Incorrect assignments to InterPro families


#1

I’m using MEGAN CE version 6.12.1 on Linux 16.04.4. I analyzed reads from a microbiome sample with diamond in blastx mode using a very recent download of the ncbi nr database. The daa file was meganized using acc2interpro-June2018X.abin and prot_acc2tax-June2018X1.abin along with the other older abin files. I was interested in a particular functional class, namely IPR010662 (putative hydrolase RPBP9/YdeN). I extracted the reads with this classification and ran again through diamond and meganized the daa file.

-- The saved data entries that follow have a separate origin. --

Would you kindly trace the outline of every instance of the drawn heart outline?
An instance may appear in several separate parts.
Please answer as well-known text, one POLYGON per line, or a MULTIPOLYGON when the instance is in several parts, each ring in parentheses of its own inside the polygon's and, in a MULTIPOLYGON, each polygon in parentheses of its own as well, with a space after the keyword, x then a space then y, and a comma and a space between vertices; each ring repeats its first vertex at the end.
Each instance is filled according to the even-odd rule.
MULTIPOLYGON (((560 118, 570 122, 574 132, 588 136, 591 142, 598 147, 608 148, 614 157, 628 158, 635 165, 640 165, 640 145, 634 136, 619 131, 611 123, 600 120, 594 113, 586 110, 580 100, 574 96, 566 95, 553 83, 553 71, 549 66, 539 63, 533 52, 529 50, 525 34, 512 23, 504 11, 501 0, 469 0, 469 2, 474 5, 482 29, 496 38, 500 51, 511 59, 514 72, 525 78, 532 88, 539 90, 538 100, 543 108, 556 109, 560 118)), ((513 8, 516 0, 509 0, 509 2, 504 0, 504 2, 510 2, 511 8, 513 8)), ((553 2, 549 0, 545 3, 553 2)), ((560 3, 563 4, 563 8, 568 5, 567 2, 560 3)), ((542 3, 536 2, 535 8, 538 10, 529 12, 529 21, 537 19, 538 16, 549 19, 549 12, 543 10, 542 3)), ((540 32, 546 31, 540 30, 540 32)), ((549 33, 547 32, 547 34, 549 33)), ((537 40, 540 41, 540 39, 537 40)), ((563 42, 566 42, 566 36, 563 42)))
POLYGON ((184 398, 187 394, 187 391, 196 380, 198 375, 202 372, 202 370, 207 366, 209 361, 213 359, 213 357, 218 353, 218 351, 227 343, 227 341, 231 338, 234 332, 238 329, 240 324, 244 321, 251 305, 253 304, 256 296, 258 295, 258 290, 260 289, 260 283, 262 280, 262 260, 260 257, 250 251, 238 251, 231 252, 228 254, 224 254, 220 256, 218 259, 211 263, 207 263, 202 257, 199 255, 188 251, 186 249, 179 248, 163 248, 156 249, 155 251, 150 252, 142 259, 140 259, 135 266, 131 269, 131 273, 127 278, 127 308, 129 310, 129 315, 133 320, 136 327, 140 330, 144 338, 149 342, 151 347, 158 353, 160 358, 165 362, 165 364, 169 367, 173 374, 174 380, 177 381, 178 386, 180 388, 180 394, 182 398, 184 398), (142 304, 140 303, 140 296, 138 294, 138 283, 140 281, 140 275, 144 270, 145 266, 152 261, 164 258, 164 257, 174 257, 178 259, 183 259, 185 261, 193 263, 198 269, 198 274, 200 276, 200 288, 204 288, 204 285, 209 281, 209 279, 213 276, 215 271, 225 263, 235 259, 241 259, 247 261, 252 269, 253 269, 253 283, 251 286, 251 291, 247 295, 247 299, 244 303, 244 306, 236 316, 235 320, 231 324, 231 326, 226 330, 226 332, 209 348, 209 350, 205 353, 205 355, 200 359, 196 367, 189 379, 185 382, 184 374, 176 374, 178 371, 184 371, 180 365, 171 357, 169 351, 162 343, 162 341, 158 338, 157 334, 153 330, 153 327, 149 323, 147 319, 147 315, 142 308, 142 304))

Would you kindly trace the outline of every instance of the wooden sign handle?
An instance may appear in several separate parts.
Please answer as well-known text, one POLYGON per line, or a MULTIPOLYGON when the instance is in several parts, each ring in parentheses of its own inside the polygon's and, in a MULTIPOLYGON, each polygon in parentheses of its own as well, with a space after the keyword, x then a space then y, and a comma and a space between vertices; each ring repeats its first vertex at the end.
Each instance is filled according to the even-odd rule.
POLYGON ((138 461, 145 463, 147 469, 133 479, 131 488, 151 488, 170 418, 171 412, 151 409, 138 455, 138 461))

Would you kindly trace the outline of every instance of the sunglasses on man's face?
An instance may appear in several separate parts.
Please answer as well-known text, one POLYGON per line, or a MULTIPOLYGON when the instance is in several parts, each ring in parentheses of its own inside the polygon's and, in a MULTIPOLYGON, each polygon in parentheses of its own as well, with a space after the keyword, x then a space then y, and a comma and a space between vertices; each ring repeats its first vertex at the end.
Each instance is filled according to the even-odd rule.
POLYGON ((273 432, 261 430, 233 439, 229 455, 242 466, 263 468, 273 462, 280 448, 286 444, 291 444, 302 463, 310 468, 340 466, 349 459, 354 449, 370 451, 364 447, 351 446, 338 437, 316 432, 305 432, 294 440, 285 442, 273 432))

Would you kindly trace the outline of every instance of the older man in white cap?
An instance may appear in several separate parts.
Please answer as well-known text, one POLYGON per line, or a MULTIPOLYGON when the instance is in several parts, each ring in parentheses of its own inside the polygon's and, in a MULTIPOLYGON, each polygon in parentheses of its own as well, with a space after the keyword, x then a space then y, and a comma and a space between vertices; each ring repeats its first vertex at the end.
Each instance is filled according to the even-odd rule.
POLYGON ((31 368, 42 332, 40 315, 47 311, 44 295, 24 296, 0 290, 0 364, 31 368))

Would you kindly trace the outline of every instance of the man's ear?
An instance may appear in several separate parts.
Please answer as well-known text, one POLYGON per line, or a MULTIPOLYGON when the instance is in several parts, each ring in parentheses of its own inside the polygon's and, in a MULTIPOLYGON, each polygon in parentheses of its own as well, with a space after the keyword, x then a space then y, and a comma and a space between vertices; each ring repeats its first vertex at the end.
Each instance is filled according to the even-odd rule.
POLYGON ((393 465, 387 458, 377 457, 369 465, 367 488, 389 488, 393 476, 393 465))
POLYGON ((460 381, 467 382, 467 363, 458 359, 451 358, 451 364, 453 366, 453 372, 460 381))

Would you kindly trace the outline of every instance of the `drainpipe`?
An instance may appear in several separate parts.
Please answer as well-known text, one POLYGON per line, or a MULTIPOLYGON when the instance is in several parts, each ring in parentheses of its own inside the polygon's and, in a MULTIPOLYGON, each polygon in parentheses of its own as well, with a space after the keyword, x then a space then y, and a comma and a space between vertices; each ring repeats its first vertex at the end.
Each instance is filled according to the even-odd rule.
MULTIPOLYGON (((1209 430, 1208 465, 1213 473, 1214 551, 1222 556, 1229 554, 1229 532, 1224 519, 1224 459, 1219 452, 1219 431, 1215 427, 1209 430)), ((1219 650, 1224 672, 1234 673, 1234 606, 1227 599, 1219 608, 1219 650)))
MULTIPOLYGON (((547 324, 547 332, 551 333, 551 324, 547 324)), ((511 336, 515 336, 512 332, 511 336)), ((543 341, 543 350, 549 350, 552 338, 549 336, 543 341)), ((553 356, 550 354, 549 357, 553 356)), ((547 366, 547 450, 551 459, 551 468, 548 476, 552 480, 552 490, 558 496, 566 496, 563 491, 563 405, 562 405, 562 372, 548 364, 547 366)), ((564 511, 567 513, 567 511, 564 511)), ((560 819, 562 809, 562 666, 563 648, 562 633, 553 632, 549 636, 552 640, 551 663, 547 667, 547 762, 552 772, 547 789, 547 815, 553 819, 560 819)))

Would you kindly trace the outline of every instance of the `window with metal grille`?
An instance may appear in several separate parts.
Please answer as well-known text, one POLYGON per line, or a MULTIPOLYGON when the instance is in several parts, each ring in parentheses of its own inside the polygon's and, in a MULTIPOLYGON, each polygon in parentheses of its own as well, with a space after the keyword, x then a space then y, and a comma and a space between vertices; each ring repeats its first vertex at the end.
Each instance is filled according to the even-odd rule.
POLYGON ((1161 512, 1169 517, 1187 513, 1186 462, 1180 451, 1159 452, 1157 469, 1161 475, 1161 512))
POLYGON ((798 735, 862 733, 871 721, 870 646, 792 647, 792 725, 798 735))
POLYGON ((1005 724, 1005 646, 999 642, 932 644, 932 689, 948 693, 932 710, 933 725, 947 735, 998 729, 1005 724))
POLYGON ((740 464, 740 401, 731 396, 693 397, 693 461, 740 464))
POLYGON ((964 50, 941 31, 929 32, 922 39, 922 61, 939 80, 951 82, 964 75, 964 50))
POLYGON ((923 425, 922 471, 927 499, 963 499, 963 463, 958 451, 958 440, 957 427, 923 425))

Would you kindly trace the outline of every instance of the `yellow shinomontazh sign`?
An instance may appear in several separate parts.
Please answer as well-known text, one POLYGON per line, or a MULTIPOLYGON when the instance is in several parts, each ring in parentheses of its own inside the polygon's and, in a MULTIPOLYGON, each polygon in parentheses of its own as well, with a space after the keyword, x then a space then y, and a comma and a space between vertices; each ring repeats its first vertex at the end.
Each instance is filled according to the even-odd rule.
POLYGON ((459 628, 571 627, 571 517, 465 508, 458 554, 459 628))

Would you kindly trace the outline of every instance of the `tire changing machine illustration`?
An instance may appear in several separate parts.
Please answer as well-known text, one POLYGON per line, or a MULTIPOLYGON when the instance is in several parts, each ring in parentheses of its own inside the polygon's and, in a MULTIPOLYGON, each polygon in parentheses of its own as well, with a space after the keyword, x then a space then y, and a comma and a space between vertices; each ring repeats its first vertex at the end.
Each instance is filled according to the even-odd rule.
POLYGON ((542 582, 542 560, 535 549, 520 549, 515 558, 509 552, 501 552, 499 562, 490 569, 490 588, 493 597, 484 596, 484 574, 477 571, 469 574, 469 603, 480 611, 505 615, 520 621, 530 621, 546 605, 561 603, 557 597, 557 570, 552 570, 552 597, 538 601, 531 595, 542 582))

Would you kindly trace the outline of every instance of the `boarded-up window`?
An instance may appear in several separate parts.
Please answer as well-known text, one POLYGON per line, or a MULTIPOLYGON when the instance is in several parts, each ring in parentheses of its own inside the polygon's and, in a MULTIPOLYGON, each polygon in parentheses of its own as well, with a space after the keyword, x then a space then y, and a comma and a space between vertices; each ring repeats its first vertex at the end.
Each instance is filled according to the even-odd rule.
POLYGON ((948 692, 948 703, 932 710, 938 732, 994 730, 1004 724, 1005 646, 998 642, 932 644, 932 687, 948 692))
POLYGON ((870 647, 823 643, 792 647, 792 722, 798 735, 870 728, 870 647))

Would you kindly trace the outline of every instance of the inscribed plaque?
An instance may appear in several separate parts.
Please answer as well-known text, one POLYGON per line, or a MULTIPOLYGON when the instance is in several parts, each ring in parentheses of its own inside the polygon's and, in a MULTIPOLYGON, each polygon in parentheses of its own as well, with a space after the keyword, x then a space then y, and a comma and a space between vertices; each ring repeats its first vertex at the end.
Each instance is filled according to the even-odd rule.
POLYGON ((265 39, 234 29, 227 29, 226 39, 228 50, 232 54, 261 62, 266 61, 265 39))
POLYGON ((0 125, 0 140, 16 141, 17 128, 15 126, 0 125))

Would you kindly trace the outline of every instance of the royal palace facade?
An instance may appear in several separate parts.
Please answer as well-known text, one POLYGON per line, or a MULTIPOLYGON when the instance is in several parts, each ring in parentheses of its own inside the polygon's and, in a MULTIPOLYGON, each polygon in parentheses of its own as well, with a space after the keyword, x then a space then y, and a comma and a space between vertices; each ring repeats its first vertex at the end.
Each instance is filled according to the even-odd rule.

Of the 1412 reads extracted, 1393 were again assigned to IPR010662. A close examination of the hits showed that many were incorrectly assigned. For example, here is the output from the read inspector for one of the hits:

NB501071:77:HFYMFBGX3:1:11101:21312:8141 [length=150, matches=10]
DATA[length=150]
Pseudomonas; score=104.0
Pseudomonas fluorescens; COG1466 DNA polymerase III (delta’ subunit); score=104.0
Pseudomonas; IPR010662 Putative hydrolase RBBP9/YdeN; score=104.0
Pseudomonas fluorescens; COG1466 DNA polymerase III (delta’ subunit); score=104.0
Pseudomonas; IPR004995 Bacillus/Clostridium Ger spore germinat…; score=104.0>WP_041477726.1
Pseudomonas koreensis; score=104.0
Pseudomonas moraviensis; score=104.0
Pseudomonas sp. Irchel 3F6; score=104.0
Pseudomonas sp. Choline-02u-1; score=104.0
Pseudomonas; score=103.0

The third hit has 100% identity to my query and since it has the IPR010662 annotation, it was used to annotate my read.

Pseudomonas; IPR010662 Putative hydrolase RBBP9/YdeN; score=104.0

WP_041477726.1
Length = 345

This annotation is clearly wrong. The protein is actually a DNA polymerase III subunit (as indicated by the COG classification of the hits) and has no homology to IPR010662 proteins. Running InterProScan on the complete protein yields IPR027417, IPR008921, IPR005790, IPR010372 and IPR032780, all of which are correct.

There are many other examples of this in my output. For example WP_076564309.1 is also annotated as belonging to IPR010662 but is actually a DNA helicase that hits IPR027417, IPR014001, IPR011545, IPR001650 and IPR013701, but certainly not IPR010662.

Other proteins with the IPR010662 annotation are actually transcriptional regulators, oxidoreductases, carbonic anhydrases and other proteins with no relation to IPR010662. Many if not most of the assignments to IPR010662 appear to be correct, particularly for species that are not Pseudomonas. However, I estimate that more than 200 of them are incorrect.


#2

Thanks for your detailed bug report, I will look into this.